I think Scala's community is near the critical mass that it needs to be a self-sustainable open source project even if its primary institutional backer, the EPFL, suddenly had a change of heart; and there is currently every sign that it will reach this critical mass. I think Scala will be with us and actively maintained for a long time.
A more pressing issue if the type of uses for which it is suited. The Scala compiler and standard library are far from perfect. When you start pushing the language or a portion of the library there is still a decent chance that you will find bugs. This is improving by leaps and bounds, but it in itself isn't the core of the problem.
The problem is in order to get fixes you pretty much have to upgrade to the next version of Scala as upgrades come out. The problem with that is that most version upgrades contain breaking changes, thus in order to obtain fixes you are likely to have to change your own code. There's also the binary incompatibility problem, which means all your Scala dependencies have to change versions, too.
This could be severe problem if you have a lot of dependencies on other Scala libraries (unlikely - there aren't many yet), if you are subject to severe infrastructure bureaucracy, or worse, you're a product-oriented company that needs to distribute fixes to customer with severe infrastructure bureaucracy.

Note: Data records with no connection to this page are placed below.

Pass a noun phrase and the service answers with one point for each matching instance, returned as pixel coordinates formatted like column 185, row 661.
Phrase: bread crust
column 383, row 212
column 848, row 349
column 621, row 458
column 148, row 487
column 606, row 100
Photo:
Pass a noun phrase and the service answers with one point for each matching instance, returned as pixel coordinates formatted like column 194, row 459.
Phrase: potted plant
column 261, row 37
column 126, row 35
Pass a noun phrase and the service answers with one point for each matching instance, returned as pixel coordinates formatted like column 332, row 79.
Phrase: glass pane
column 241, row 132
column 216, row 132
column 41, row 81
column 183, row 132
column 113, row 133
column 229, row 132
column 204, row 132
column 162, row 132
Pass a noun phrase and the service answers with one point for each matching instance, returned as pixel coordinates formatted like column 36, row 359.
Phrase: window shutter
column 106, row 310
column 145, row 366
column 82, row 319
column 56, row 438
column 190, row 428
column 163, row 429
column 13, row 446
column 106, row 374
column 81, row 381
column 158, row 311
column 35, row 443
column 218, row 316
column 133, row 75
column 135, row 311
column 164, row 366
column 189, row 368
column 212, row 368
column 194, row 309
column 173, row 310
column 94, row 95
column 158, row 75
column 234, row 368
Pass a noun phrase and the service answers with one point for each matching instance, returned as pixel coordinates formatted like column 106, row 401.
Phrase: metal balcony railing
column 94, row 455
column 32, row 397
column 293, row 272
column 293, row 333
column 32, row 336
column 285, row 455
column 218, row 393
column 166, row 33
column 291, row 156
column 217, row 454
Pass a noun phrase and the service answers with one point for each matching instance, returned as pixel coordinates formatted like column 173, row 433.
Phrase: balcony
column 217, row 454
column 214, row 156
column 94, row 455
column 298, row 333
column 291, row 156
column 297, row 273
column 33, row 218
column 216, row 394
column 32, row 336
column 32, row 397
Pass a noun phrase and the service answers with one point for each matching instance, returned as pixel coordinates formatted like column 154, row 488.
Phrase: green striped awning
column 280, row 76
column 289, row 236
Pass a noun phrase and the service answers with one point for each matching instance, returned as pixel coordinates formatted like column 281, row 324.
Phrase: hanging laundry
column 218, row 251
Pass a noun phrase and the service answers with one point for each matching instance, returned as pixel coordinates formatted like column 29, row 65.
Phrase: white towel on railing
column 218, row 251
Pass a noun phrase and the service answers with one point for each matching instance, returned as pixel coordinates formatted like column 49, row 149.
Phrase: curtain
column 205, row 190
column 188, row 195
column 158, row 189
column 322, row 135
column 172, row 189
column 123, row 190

In order for Scala to be viable in such situations long-term, someone will have to start back porting fixes to earlier versions so that people don't have to perform breaking upgrades just to get some fixes. I'm sure this will happen, because it really wouldn't be that hard, but it will probably require someone seeing a business opportunity, because let's face it, backporting changes and doing regression testing isn't exactly exiting work.